The parties to the sale, moreover, were not in a condition of relative equality touching their knowledge, or ability to judge accurately of the thing sold. The plaintiff was a specialist, or expert, being a manufacturer of such articles; and was therefore possessed of a knowledge of facts in reference to their nature, capacity and structure, of which the defendant was both actually and professedly ignorant. In such cases, the misrepresentations of the seller will the more readily avoid the contract, and many statements when made by him will be deemed affirmations in the nature of fact, although they might be construed con jectural, or matters of opinion, had they emanated *99from one not- enjoying such opportunities of information. Such is the rule, at least, when such assertions are shown to have been falsely made, and were material inducements to the contract. — Bigler v. Flickinger, 55 Penn. St. 279-283; 1 Par. Contr. *580; 1 Whart. Contr. §§ 259-60.

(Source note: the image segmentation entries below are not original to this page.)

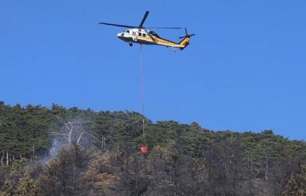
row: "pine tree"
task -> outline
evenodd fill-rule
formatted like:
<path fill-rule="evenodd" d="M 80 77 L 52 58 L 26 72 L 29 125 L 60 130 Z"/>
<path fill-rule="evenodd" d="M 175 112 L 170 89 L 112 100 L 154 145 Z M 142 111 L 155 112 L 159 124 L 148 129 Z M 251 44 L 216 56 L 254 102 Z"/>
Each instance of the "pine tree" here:
<path fill-rule="evenodd" d="M 292 175 L 284 191 L 285 196 L 306 196 L 306 165 L 300 174 Z"/>

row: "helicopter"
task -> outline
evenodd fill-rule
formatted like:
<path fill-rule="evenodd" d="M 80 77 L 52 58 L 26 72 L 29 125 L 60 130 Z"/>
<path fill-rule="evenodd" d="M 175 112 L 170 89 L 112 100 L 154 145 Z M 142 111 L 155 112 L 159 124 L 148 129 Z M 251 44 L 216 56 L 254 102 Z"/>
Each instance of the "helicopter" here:
<path fill-rule="evenodd" d="M 188 34 L 187 29 L 185 28 L 184 36 L 180 37 L 182 39 L 179 42 L 176 43 L 172 41 L 167 40 L 160 37 L 157 34 L 149 29 L 181 29 L 179 27 L 144 27 L 143 26 L 149 12 L 146 11 L 143 17 L 140 24 L 138 26 L 131 26 L 124 24 L 117 24 L 106 22 L 100 22 L 99 24 L 106 24 L 108 25 L 132 28 L 117 34 L 117 37 L 124 42 L 129 43 L 130 46 L 133 46 L 133 43 L 146 45 L 157 45 L 167 47 L 171 47 L 174 51 L 175 48 L 183 50 L 189 45 L 189 40 L 191 37 L 196 34 Z"/>

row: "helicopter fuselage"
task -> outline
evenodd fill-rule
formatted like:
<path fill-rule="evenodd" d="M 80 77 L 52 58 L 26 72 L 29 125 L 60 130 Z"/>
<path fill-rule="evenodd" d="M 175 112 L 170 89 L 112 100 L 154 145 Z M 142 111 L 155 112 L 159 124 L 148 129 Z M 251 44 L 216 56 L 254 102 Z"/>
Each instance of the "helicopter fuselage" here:
<path fill-rule="evenodd" d="M 159 45 L 178 48 L 185 47 L 179 43 L 175 43 L 162 38 L 153 31 L 144 29 L 128 29 L 118 33 L 117 37 L 125 42 L 129 43 L 130 45 L 131 45 L 132 43 L 135 43 L 139 44 Z"/>

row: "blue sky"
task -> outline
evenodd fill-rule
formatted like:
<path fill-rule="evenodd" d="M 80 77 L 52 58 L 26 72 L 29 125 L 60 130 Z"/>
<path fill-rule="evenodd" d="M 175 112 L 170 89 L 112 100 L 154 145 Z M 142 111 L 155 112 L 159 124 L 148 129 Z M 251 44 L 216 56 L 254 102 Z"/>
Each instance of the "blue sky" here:
<path fill-rule="evenodd" d="M 0 100 L 141 110 L 139 46 L 99 22 L 186 27 L 145 46 L 145 114 L 214 130 L 306 137 L 306 1 L 0 2 Z M 183 30 L 156 31 L 178 41 Z"/>

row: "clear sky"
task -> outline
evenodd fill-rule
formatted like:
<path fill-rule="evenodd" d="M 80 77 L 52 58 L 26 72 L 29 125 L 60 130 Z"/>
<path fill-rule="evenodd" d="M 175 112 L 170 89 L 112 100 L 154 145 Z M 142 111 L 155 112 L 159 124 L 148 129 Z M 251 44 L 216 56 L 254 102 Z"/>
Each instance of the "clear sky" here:
<path fill-rule="evenodd" d="M 145 115 L 306 137 L 306 1 L 0 1 L 0 100 L 141 111 L 139 46 L 99 22 L 186 27 L 145 46 Z M 178 41 L 183 30 L 155 31 Z"/>

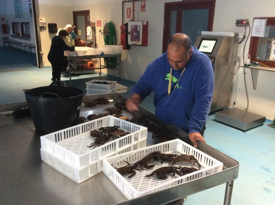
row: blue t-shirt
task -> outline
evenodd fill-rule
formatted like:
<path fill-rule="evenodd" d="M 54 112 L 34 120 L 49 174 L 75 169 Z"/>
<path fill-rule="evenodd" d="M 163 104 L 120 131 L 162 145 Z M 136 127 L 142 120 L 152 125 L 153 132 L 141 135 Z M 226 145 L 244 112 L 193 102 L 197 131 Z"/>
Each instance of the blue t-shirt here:
<path fill-rule="evenodd" d="M 158 118 L 189 133 L 199 132 L 206 121 L 214 92 L 214 73 L 211 62 L 192 46 L 193 51 L 182 70 L 173 69 L 171 93 L 168 93 L 171 66 L 166 53 L 147 66 L 132 90 L 143 100 L 152 91 Z"/>

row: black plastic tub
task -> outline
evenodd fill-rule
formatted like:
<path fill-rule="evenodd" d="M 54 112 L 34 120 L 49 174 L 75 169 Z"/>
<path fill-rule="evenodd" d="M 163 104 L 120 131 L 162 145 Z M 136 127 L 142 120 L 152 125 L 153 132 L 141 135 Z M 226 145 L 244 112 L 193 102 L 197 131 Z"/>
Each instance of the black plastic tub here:
<path fill-rule="evenodd" d="M 50 86 L 31 89 L 25 94 L 37 132 L 48 134 L 77 124 L 82 90 Z"/>

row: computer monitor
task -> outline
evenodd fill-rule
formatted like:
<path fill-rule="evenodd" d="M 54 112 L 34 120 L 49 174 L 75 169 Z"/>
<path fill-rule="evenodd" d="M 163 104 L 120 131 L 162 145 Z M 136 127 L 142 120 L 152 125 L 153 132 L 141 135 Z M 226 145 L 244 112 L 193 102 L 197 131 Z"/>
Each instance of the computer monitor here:
<path fill-rule="evenodd" d="M 199 51 L 205 53 L 212 54 L 217 40 L 217 39 L 202 38 L 198 48 Z"/>

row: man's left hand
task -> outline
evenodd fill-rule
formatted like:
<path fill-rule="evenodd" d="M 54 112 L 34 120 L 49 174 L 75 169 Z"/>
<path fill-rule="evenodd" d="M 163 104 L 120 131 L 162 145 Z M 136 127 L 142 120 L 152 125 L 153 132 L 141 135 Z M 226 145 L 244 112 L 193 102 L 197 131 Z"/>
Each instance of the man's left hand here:
<path fill-rule="evenodd" d="M 192 132 L 189 133 L 188 135 L 189 138 L 195 148 L 197 147 L 198 144 L 197 144 L 197 140 L 200 140 L 202 141 L 205 143 L 206 143 L 204 138 L 198 132 Z"/>

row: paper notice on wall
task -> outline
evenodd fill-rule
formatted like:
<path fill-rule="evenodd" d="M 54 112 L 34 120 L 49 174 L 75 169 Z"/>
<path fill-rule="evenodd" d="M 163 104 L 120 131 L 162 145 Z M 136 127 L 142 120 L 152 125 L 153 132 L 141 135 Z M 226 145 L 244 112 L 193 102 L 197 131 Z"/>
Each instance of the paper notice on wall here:
<path fill-rule="evenodd" d="M 271 52 L 269 60 L 275 60 L 275 38 L 273 39 L 272 41 L 272 46 L 271 47 Z"/>
<path fill-rule="evenodd" d="M 266 23 L 266 18 L 254 19 L 253 21 L 251 36 L 263 37 Z"/>

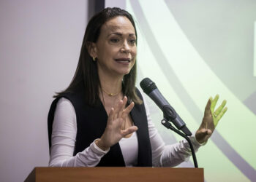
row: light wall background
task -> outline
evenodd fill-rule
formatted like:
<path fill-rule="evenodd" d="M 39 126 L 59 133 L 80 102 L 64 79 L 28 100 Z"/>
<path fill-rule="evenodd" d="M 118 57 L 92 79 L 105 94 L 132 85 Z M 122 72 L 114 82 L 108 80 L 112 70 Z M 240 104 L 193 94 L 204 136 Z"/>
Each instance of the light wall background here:
<path fill-rule="evenodd" d="M 52 96 L 70 82 L 89 1 L 0 1 L 0 181 L 47 166 Z M 191 130 L 217 93 L 228 111 L 197 153 L 206 181 L 256 181 L 256 46 L 253 0 L 106 0 L 138 23 L 138 76 L 154 81 Z M 153 121 L 166 143 L 181 138 Z M 192 167 L 192 162 L 178 167 Z"/>
<path fill-rule="evenodd" d="M 49 160 L 47 116 L 70 82 L 88 1 L 0 1 L 0 181 L 23 181 Z"/>

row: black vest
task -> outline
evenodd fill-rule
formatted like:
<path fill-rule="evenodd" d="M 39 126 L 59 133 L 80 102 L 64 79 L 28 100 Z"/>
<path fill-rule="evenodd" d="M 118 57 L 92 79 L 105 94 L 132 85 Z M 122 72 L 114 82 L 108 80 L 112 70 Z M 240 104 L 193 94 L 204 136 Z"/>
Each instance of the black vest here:
<path fill-rule="evenodd" d="M 72 94 L 66 94 L 63 97 L 72 103 L 77 119 L 77 135 L 73 155 L 83 151 L 96 139 L 103 134 L 108 121 L 108 114 L 101 103 L 98 107 L 88 106 L 84 101 L 84 88 Z M 143 99 L 138 90 L 138 95 Z M 48 114 L 48 139 L 49 147 L 51 146 L 51 134 L 54 113 L 56 104 L 60 98 L 55 99 L 50 108 Z M 149 141 L 148 120 L 144 104 L 135 104 L 130 112 L 135 125 L 138 127 L 137 135 L 138 140 L 138 167 L 151 167 L 152 154 Z M 97 166 L 125 166 L 119 143 L 110 147 L 110 150 L 101 159 Z"/>

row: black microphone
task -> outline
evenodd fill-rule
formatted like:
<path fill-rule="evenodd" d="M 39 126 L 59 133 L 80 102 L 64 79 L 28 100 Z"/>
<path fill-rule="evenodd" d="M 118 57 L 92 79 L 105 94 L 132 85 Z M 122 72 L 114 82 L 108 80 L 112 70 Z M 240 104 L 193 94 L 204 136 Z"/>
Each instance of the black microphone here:
<path fill-rule="evenodd" d="M 192 135 L 189 130 L 186 127 L 185 122 L 176 112 L 174 108 L 162 96 L 156 84 L 148 78 L 143 79 L 140 83 L 143 92 L 151 98 L 153 101 L 159 107 L 164 113 L 164 117 L 171 122 L 180 130 L 182 130 L 186 135 Z"/>

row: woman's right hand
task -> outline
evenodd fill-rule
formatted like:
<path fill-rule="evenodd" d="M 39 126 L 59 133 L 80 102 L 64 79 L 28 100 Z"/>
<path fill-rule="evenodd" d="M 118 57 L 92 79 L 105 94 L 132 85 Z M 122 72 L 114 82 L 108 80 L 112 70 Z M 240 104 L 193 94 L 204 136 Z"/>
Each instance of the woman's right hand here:
<path fill-rule="evenodd" d="M 123 100 L 120 100 L 115 108 L 111 108 L 108 115 L 106 129 L 102 137 L 95 141 L 95 143 L 102 150 L 107 150 L 108 148 L 118 143 L 123 137 L 137 131 L 136 126 L 132 126 L 126 130 L 122 130 L 122 124 L 128 117 L 128 114 L 133 108 L 135 103 L 132 102 L 127 108 L 125 106 L 127 102 L 127 98 L 125 96 Z"/>

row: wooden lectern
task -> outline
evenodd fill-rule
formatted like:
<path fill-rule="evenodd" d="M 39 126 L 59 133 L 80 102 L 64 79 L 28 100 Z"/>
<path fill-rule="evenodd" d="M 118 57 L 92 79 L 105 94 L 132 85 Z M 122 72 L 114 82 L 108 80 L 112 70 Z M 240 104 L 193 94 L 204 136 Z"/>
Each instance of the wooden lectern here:
<path fill-rule="evenodd" d="M 35 167 L 25 182 L 202 181 L 203 168 Z"/>

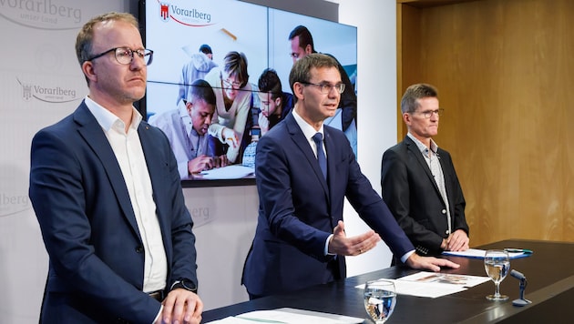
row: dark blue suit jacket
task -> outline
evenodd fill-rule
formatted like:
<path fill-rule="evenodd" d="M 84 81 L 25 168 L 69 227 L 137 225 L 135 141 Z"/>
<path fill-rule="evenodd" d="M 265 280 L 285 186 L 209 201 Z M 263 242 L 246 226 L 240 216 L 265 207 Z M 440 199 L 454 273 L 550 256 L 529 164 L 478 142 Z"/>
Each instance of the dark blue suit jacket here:
<path fill-rule="evenodd" d="M 138 129 L 168 258 L 166 287 L 197 284 L 195 237 L 165 135 Z M 29 195 L 50 258 L 46 323 L 151 323 L 160 304 L 142 292 L 144 251 L 128 188 L 101 127 L 82 103 L 32 141 Z"/>
<path fill-rule="evenodd" d="M 292 114 L 257 145 L 259 218 L 243 269 L 243 284 L 251 294 L 291 291 L 345 277 L 344 258 L 324 255 L 327 238 L 343 219 L 345 197 L 395 254 L 415 248 L 361 173 L 344 134 L 325 127 L 324 143 L 328 181 Z"/>
<path fill-rule="evenodd" d="M 463 196 L 448 152 L 438 148 L 445 176 L 452 231 L 468 234 Z M 383 198 L 420 255 L 442 253 L 440 245 L 448 237 L 446 205 L 440 195 L 425 157 L 409 137 L 387 149 L 381 167 Z"/>

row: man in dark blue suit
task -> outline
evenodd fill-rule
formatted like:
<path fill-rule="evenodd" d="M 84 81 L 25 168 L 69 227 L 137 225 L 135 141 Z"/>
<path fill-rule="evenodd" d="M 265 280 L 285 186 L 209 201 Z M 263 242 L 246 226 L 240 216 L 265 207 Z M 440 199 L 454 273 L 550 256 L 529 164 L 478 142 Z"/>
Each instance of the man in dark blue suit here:
<path fill-rule="evenodd" d="M 199 323 L 177 162 L 133 106 L 153 53 L 118 13 L 87 22 L 76 50 L 89 94 L 32 141 L 29 195 L 50 258 L 40 322 Z"/>
<path fill-rule="evenodd" d="M 440 267 L 458 267 L 414 253 L 361 173 L 344 134 L 323 126 L 344 91 L 337 66 L 335 59 L 323 54 L 295 62 L 289 76 L 295 97 L 292 113 L 257 145 L 259 218 L 242 280 L 251 299 L 343 278 L 344 257 L 370 250 L 381 238 L 412 268 L 439 271 Z M 324 140 L 315 139 L 317 133 Z M 373 230 L 345 236 L 345 197 Z"/>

The evidence is clear, that a part of the' inducement to the purchase by defendants of the patent right in question was the ability and readiness of the plaintiff to furnish the defendants with a supply of the patented articles. The purchase was entirely useless without it. The plaintiff being himself the manufacturer, and having contracted to supply the articles manufactured by him for a special purpose, he must be held, by implication, to have stipulated that they were useful, and reasonably suitable for the purpose for which they were furnished. If they proved to be worthless, this would be considered a failure of consideration in the contract, resulting from a breach of the implied warranty. The purchaser, in such cases, has a right to rely upon the judgment and skill of the manufacturer. — Pacific Guano Co. v. Mullen, 66 Ala. 582; Benj. on Sales (3d ed. Bennett), §§ 657, 661; Snow v. The Schomacker Manufg. Co., 69 Ala. 111; Hight v. Bacon (126 Mass. 10), 30 Am. Rep. 639.

The rulings of the court are in strict conformity to the foregoing principles, and its judgment is affirmed.